Although the research team knew they had discovered a molecular marker specific for nitrate, it wasn't until later that they realized the implications of the discovery in agriculture and launched the new company.

"How to take a chemical interaction and transduce an electrical signal has been a long-standing problem," said Carroll. "But when nitrogen binds to the molecule we developed, it fluoresces a cool color, and we're able to harness that electronic response to measure nitrate levels."

The researchers say the value proposition to their sensor product is the reduced time-to-data it offers farmers. Designed to mimic plant roots and be buried in the soil just below root level, the sensors provide real-time data about soil nitrate levels so farmers can immediately make adjustments to fertilizers and irrigation (applied together, this is called fertigation).

"Currently, obtaining this type of data requires taking multiple soil samples, which involves a lot of labor, and then the wait for lab results," Carroll said. "Our technology's real-time data would enable highly site-specific management of fertigation."

While the company is focused on precision agriculture at the moment, they have their sights set on broader markets.

"We're developing a technology that will allow us to expand into the gardening and home markets, as well as into industrial applications such as drinking water and wastewater monitoring," Carroll said. "Using a supramolecular interaction has the potential to improve a wide range of applications."

The $120,000 from Oregon BEST will support deployment and field testing of 150 sensor prototypes in 12 different geographical locations, in tandem with manual soil testing to ensure the data generated by the sensors is accurate over time and in different soil conditions. The company plans to test the robustness of the sensors throughout a growing season, starting this spring. It is currently seeking farmers of fertilized and irrigated crops willing to participate in the study.

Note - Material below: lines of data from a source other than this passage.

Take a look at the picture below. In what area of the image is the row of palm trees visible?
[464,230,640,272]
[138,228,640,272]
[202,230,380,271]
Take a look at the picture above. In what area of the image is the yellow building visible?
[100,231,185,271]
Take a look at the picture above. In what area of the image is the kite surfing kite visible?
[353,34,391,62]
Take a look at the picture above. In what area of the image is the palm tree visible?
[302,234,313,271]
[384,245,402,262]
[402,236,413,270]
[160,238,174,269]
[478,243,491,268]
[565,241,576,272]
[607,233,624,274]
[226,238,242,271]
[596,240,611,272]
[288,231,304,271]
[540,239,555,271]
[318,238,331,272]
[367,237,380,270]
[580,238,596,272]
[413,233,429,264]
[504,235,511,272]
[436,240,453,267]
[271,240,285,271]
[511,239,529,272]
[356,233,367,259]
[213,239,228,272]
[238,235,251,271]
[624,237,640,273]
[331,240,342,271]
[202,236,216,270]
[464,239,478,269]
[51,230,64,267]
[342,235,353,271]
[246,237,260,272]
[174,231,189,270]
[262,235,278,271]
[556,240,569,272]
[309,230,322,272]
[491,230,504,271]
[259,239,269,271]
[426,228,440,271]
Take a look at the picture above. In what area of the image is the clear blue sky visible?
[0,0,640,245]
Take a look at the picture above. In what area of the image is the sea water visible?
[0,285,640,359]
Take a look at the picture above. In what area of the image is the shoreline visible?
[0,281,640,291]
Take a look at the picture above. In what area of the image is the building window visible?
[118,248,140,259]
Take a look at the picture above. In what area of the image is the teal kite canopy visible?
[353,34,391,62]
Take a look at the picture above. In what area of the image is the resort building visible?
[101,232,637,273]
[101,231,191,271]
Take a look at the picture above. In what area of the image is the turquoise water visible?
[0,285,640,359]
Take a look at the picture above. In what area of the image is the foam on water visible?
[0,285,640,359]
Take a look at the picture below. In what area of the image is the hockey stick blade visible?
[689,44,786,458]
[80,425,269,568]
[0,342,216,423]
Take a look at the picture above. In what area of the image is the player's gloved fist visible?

"This project leverages an important scientific discovery and our regional strengths in agriculture to advance a technology that could prove to be transformational in reducing costs for farmers and pollution in our planet's water systems," said David Kenney, President and Executive Director of Oregon BEST. "Oregon BEST is happy to be able to help accelerate this effort."

The Oregon BEST funding is also enabling acquisition of equipment, including a UV-Vis spectrometer, and expansion of one of the analysis labs in the UO's CAMCOR facility that will aid future sensor development work at the university.

The company previously participated in the National Science Foundation's Innovation Corps (I-Corps) Program, winning the "Best Team" Award out of 25 teams that participated in the 6-month course. In addition to the Oregon BEST funds, the company was awarded a $180,000 National Science Foundation Small Business Innovation Research (SBIR) grant and a $250,000 Gap Grant from ONAMI.